Robert Lai (United Kingdom)
Eisai Ltd, Inc NBGAuthor Of 1 Presentation
LECANEMAB, AN ANTI-AΒ PROTOFIBRIL ANTIBODY: UPDATED DATA FROM A RANDOMIZED, DOUBLE-BLIND PHASE 2B PROOF OF CONCEPT CLINICAL TRIAL AND OPEN-LABEL EXTENSION IN EARLY ALZHEIMER’S DISEASE
- Chad J. Swanson (United States of America)
Abstract
Background and Aims:
Lecanemab (BAN2401) preferentially targets soluble aggregated amyloid beta (Aβ). Herein, we provide updated efficacy, safety and pharmacokinetic/dynamic data from a phase 2 trial (Core) and an open-label extension (OLE) assessing lecanemab in early Alzheimer’s disease (AD).
Methods:
This trial utilized a Bayesian design with response-adaptive randomization to assess 6 lecanemab dosing regimens versus placebo in early AD, defined as mild cognitive impairment due to AD and mild AD dementia. The primary endpoint was Bayesian analysis at 12-months on the Alzheimer’s Disease Composite Score (ADCOMS). Secondary endpoints included 18-month analyses of PET brain amyloid reduction; clinical decline on ADCOMS, CDR-SB, & ADAS-cog14. An ongoing OLE was initiated following the Core study where consenting subjects receive 10 mg/kg biweekly for up to 60 months.
Results:
854 randomized subjects were treated (lecanemab:609; placebo:245). At 12 months, the 10-mg/kg biweekly ED90 dose showed a 64% probability to be better than placebo by 25% on ADCOMS, which missed the 80% threshold for the primary outcome. At 18 months, 10-mg/kg biweekly lecanemab reduced brain amyloid (-0.306 SUVr units) while improving ADCOMS (30%), ADAS-cog14 (26%), and CDR-SB (26%) versus placebo.
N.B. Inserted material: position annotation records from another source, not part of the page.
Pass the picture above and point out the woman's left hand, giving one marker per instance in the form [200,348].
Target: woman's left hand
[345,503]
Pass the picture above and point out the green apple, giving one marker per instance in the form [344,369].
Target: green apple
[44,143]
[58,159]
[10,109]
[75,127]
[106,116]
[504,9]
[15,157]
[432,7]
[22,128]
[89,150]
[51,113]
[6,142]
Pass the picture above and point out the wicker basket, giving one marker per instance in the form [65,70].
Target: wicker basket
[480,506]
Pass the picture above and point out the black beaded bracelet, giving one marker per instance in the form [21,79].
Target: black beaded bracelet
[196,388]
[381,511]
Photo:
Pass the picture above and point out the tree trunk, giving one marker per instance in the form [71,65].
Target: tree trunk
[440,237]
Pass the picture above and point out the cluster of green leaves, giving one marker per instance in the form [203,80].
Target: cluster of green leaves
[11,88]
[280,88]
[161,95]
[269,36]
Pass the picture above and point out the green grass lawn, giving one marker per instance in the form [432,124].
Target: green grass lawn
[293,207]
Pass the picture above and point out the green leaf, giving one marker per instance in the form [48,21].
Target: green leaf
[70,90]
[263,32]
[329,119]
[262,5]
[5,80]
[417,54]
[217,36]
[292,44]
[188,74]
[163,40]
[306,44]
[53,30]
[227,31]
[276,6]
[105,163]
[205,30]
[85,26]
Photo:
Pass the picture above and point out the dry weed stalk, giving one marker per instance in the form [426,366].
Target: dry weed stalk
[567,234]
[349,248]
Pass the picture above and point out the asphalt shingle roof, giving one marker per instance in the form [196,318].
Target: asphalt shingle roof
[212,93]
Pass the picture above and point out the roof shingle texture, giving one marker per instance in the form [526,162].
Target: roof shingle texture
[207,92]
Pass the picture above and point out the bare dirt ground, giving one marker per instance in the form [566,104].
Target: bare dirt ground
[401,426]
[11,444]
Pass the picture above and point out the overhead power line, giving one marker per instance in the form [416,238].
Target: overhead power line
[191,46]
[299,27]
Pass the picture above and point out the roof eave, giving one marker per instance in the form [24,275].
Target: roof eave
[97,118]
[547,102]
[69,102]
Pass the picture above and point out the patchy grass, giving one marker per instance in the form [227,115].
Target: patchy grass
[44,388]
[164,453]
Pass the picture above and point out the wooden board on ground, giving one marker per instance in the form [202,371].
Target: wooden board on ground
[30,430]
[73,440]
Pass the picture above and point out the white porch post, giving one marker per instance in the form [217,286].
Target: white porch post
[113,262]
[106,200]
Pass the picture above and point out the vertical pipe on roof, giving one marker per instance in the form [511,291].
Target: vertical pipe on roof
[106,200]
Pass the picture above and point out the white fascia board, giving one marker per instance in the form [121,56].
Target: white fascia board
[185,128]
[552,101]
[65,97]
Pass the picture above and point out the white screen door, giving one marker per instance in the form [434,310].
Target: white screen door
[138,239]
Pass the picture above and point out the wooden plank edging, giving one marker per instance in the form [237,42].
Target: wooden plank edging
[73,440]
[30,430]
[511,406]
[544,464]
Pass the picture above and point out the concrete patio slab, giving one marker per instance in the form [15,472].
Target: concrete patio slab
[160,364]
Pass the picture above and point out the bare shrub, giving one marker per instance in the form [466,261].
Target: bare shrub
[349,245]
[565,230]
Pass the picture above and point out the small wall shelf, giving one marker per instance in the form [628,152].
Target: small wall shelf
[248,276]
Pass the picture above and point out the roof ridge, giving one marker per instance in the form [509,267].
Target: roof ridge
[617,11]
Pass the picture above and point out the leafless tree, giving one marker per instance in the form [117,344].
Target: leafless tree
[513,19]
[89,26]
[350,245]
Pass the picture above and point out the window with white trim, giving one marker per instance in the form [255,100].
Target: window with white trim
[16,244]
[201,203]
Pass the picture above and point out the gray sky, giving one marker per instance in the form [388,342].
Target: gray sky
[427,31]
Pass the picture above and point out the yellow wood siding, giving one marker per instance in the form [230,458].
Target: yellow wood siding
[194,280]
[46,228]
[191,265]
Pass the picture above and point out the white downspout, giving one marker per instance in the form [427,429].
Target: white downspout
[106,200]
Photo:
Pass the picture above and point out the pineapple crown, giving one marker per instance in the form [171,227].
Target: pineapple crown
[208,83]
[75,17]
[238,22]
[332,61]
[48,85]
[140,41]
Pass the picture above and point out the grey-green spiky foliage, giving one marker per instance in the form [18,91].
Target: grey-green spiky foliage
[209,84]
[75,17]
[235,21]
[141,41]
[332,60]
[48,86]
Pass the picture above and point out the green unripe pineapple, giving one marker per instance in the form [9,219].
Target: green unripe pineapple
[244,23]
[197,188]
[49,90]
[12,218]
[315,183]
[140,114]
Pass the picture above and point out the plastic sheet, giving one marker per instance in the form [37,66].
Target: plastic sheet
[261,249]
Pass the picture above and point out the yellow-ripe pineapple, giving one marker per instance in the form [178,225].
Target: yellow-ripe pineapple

Lecanemab was well-tolerated with <10% incidence of ARIA-E at 10-mg/kg biweekly. A similar profile has been observed in 180 subjects who have been dosed in the OLE.
Conclusions:
Lecanemab was well tolerated and demonstrated reduction in brain amyloid along with consistent reduction of clinical decline across several endpoints in the Core study and a similar profile in the ongoing OLE. A Phase 3 study (ClarityAD) is underway.